In der Liste der zu bearbeitenden Positionstypen legen Sie fest, welche Positionstypen das System aufteilt. Alle Positionstypen, die keine Kontierungen in der Erfassungssicht des Belegs haben, müssen in dieser Liste enthalten sein. Da ein Geschäftsvorfall mehrere verschiedene Geschäftsprozesse enthalten kann, z. B. die Geschäftsprozesse Rechnung und Gutschrift im Geschäftsvorfall Debitorenrechnung, muss die Belegaufteilungsregel die zu bearbeitenden Positionstypen für alle betroffenen Geschäftsprozesse definieren.

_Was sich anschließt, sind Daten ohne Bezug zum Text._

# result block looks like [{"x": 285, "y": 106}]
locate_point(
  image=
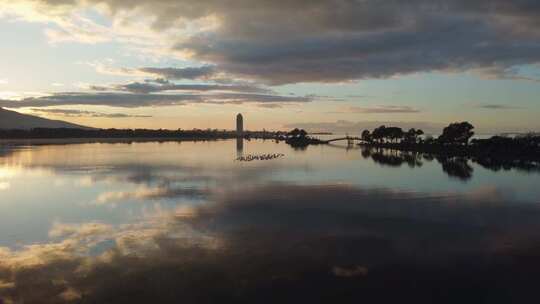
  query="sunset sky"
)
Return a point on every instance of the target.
[{"x": 319, "y": 64}]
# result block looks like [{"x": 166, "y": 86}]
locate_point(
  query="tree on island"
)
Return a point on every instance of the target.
[
  {"x": 298, "y": 133},
  {"x": 457, "y": 133},
  {"x": 412, "y": 136},
  {"x": 366, "y": 136}
]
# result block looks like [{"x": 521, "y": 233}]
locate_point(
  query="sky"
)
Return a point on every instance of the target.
[{"x": 325, "y": 65}]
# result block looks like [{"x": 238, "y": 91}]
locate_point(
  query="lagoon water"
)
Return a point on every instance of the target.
[{"x": 185, "y": 222}]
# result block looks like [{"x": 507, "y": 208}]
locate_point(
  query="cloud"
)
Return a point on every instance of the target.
[
  {"x": 81, "y": 113},
  {"x": 128, "y": 100},
  {"x": 4, "y": 186},
  {"x": 164, "y": 86},
  {"x": 307, "y": 41},
  {"x": 79, "y": 230},
  {"x": 382, "y": 109},
  {"x": 497, "y": 107},
  {"x": 202, "y": 72},
  {"x": 145, "y": 193}
]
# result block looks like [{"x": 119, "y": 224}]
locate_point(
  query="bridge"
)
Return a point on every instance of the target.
[{"x": 349, "y": 139}]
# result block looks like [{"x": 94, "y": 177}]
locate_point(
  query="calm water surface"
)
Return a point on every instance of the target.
[{"x": 184, "y": 221}]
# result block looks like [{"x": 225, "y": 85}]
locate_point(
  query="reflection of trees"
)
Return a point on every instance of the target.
[
  {"x": 456, "y": 167},
  {"x": 393, "y": 158}
]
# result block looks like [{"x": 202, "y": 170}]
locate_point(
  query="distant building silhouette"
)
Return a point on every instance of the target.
[{"x": 239, "y": 124}]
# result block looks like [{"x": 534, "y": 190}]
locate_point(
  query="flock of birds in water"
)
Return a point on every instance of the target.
[{"x": 253, "y": 157}]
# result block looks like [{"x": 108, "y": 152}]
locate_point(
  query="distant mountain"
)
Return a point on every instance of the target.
[{"x": 15, "y": 120}]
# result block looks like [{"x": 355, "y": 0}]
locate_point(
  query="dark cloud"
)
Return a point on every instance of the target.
[
  {"x": 337, "y": 40},
  {"x": 163, "y": 86},
  {"x": 182, "y": 73},
  {"x": 127, "y": 100},
  {"x": 81, "y": 113}
]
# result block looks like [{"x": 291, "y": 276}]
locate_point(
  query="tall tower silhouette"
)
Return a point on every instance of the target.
[{"x": 239, "y": 124}]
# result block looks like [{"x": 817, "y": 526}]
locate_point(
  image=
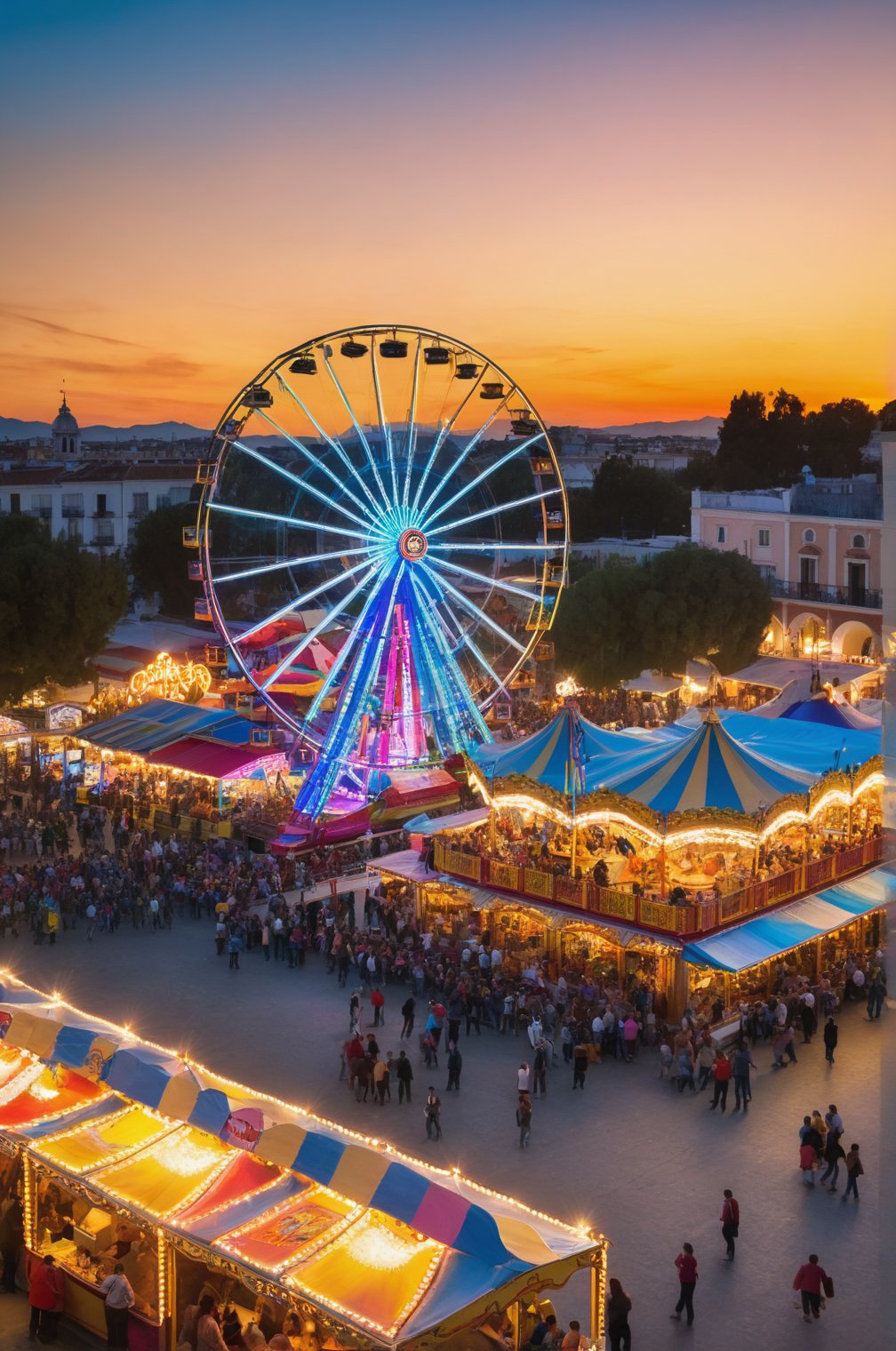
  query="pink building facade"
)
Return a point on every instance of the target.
[{"x": 818, "y": 545}]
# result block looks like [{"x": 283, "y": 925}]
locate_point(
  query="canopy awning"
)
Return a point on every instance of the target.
[
  {"x": 769, "y": 935},
  {"x": 708, "y": 769}
]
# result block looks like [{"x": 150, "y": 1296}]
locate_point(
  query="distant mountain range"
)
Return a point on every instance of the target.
[
  {"x": 13, "y": 428},
  {"x": 706, "y": 426}
]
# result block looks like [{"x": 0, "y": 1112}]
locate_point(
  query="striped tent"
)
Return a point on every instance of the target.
[
  {"x": 548, "y": 758},
  {"x": 708, "y": 769},
  {"x": 441, "y": 1207}
]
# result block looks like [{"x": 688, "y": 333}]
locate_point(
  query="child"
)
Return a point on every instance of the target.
[{"x": 854, "y": 1169}]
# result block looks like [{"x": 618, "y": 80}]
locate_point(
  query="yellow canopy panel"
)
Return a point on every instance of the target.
[
  {"x": 104, "y": 1140},
  {"x": 376, "y": 1273},
  {"x": 169, "y": 1174},
  {"x": 284, "y": 1235}
]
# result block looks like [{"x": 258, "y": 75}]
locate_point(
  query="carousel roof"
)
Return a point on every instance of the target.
[
  {"x": 708, "y": 769},
  {"x": 548, "y": 754}
]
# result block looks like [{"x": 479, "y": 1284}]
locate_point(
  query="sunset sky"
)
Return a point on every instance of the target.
[{"x": 636, "y": 208}]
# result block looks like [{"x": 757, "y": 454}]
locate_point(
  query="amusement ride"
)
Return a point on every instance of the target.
[{"x": 383, "y": 540}]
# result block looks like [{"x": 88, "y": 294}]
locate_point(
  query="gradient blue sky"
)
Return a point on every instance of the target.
[{"x": 638, "y": 210}]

Weitere Informationen finden Sie unter Geschäftsvorfall.

In den meisten Fällen definieren Sie für den zu bearbeitenden Positionstyp die Basis-Positionstypen, aus denen das System die Kontierungen ableitet. Durch den Bearbeitungstyp (auch als “Verarbeitungskategorie” bezeichnet) des zu bearbeitenden Positionstyps können Sie aber auch festlegen, dass das System einen Festwert als Standardkontierung übernimmt. In diesem Fall muss im Customizing der Belegaufteilung eine Konstante hinterlegt sein, welche die Kontierung festlegt.

Basis-Positionstypen

Mit den Basis-Positionstypen legen Sie fest, aus welchen Positionstypen das System die Kontierungen für den zu bearbeitenden Positionstyp ableitet.

Bei der Verarbeitung eines Belegs berücksichtigt das System nur diejenigen Basis-Positionstypen, die in dem aufzuteilenden Beleg vorhanden sind.

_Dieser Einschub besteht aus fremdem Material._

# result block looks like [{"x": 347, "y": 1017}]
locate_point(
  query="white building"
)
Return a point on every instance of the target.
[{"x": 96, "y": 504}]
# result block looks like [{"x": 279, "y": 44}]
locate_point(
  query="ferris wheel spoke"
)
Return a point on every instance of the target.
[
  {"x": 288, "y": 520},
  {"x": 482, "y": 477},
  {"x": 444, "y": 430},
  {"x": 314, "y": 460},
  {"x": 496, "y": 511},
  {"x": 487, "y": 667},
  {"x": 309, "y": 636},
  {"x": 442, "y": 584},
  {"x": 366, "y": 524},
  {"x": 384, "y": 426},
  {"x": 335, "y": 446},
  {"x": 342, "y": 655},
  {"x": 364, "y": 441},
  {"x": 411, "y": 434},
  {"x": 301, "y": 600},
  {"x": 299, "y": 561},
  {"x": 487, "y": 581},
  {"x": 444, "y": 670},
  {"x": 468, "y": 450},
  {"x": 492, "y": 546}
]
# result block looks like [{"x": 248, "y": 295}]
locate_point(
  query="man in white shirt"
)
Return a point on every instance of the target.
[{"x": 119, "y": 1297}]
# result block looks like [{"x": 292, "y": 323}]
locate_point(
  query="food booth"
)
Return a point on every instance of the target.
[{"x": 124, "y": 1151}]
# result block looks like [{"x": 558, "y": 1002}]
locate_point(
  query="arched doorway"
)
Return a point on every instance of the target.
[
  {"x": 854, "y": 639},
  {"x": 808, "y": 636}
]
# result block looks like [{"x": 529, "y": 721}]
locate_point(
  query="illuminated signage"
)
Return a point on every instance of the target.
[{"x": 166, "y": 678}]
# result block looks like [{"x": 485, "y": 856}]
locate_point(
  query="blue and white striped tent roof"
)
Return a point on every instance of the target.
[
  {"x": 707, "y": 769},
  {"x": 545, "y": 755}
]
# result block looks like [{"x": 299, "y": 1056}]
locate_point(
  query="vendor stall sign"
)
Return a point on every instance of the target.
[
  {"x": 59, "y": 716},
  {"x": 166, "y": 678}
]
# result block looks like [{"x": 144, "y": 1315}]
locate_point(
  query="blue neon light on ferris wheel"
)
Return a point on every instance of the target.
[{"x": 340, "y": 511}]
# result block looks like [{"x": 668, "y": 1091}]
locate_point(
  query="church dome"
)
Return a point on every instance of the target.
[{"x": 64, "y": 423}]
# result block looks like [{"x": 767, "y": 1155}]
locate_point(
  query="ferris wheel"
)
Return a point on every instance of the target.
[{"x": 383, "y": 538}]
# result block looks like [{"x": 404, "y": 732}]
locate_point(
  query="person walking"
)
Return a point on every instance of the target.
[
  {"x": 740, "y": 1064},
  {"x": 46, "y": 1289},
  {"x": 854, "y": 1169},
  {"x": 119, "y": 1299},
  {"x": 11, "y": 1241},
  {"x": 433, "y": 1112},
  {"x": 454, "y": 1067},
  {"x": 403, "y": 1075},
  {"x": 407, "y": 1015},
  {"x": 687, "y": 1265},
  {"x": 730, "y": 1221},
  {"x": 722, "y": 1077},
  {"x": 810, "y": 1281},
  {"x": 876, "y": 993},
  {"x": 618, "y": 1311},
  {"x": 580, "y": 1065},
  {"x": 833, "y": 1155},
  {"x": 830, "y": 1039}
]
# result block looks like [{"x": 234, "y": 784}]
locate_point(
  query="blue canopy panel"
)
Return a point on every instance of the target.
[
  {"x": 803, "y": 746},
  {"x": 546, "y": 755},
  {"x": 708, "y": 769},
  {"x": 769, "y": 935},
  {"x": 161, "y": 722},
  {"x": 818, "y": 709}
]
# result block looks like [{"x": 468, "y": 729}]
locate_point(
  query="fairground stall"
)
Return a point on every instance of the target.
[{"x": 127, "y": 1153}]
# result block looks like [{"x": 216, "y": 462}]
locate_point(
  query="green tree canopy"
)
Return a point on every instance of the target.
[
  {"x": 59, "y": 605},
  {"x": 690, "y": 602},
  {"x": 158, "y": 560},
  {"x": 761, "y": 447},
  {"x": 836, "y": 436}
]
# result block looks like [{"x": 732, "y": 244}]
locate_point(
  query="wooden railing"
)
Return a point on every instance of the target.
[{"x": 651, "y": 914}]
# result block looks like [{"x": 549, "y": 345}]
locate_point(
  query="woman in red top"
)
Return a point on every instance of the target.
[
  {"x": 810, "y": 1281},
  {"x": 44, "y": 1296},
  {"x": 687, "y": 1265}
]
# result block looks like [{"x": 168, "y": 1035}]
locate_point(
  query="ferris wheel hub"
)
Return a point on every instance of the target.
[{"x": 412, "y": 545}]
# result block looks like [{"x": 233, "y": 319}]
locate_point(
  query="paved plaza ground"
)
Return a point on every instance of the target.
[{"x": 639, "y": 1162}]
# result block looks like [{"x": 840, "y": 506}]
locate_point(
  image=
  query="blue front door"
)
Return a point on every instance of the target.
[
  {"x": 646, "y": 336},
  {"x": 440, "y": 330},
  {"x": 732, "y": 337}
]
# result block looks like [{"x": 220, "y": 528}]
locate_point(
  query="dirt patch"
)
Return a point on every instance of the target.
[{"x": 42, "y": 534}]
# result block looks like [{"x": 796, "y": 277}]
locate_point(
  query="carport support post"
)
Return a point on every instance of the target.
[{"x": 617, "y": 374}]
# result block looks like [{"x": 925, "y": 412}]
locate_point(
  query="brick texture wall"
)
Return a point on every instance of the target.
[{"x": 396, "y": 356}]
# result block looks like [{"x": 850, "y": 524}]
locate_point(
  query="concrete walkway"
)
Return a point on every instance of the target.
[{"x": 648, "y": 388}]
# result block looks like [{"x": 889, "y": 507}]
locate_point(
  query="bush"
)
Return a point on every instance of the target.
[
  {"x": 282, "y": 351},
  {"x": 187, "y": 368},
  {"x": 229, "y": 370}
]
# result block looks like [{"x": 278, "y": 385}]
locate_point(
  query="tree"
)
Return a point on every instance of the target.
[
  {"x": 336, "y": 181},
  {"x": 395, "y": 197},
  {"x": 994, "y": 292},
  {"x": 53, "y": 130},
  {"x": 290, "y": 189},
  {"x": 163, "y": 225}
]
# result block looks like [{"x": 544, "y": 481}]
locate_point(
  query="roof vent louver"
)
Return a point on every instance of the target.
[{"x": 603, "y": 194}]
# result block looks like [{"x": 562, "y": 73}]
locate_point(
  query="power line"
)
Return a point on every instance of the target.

Sie können für einen Basis-Positionstyp festlegen, dass das System diesen nur dann berücksichtigt, wenn die passive Belegaufteilung dessen Kontierungen aus einem Vorgängerbeleg abgeleitet hat. Dazu setzen Sie das Kennzeichen Automatisch aufgeteilt. Sie müssen dieses Kennzeichen setzen, wenn der Basis-Positionstyp denselben Positionstyp hat wie der zu bearbeitende Positionstyp. Dies ist z. B. der Fall bei einer Umbuchung von einem Debitor auf einen anderen Debitor.

Interpretation der Belegaufteilungsregel

Das System arbeitet die Belegaufteilungsregeln folgendermaßen ab:

  • Die Liste der zu bearbeitenden Positionstypen von unten nach oben

  • Die Liste der Basis-Positionstypen für den aktuell zu bearbeitenden Positionstyp von unten nach oben

Sobald das System die Kontierungen für einen zu bearbeitenden Positionstyp aus einem der Basis-Positionstypen ermitteln konnte, setzt es mit dem nächsten zu bearbeitenden Positionstyp fort, bis alle zu bearbeitenden Positionstypen verarbeitet sind.

Integration

Die Belegaufteilungsregeln gehören zur Belegaufteilung in der neuen Hauptbuchhaltung.